The lamp was repairable.  It looks just fine now, with cracks that you wouldn’t notice, and they do not represent how I have healed from my grief and have grown stronger or anything Hallmark like that.

It was just something I could do, struggle with those pieces and matching the blacks and whites of the pattern, while I was thinking about how sharp and helpless loss can feel, and proving to myself that some things are repairable.

Posted by: schurmane | December 20, 2009

Yellow Brick Road

Partly because my parents divorced, I had Emerald City dreams.  I wanted the shiniest brightest marriage and the glowingest cheerfulest children and possibly a horse that changed colors, since we would be living there in the fabulous 21st century.

I set out from my Kansas (which, coincidentally, was actually Kansas)– exploring, meeting people.  For all my wandering, my romantic life still resembled tornado season.  Spring is lovely.  And stormy, and dangerous.  Joyful new surprises, intoxicating fragrances, sudden suspicious skies, then hiding in a dark cellar while something loud and scary and unknowable rearranges your house.

I love The Wizard of Oz– book and movie.  How many books of that era have a female protagonist?  And she’s not looking for a man.  She just wants to look around and get out, and then she wants to go back home.  She messes some shit up, like she actually kills this one lady, and then another lady, and she’s like: well, whatever.  My bad.  Accident.  Self defense.

She is brave and kind and generous on the quest, and when it turns out the whole thing was a sham, she’s like: well, I tried.  Cries a little.  And then her old buddy that pink lady comes back and solves it all in this sweet, nonviolent way.

All the male characters in the story are fakes and half-people and weirdo sidekicks, which just makes the story a healthy balance for most of the stories in the world, not that I am bitter about that because honestly I’m not, especially because it’s just awesome that this book was written by a man!  What the deuce?  (L. Frank Baum, by the way, was a nut, which I mean lovingly.  He failed in many endeavors before writing this popular book and milking it raw.)

So maybe it’s not that I haven’t been to Oz.  I know I don’t have the Emerald City citizenship– I don’t feel safe behind sparkling walls.  I have been some interesting places, though, and I have seen some weird things, like me letting go of a self-protective checklists, for example, or me backing down when I’ve gone too far.  Maybe I haven’t been stuck in Kansas.
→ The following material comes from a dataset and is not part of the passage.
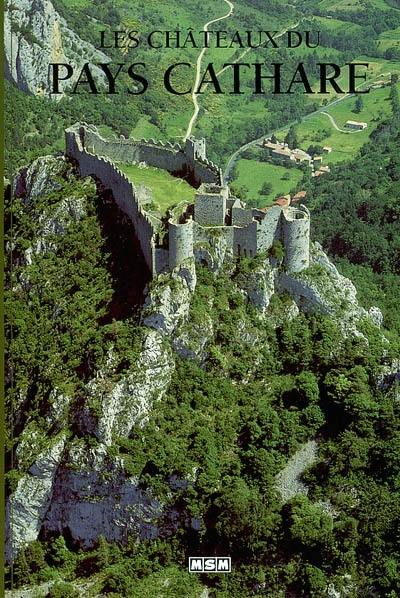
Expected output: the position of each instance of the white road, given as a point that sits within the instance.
(198, 71)
(322, 110)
I know that the Wizard of Oz is a true story that tries to tell you that you are enough already, and that everyone you meet is broken and in a panic about it, and that nothing can actually be fixed, and that you always feel like you have to go somewhere in life, but there’s no place to actually get.  I know that.

And I know it is also a story about a girl who is trying to grow up, as I am.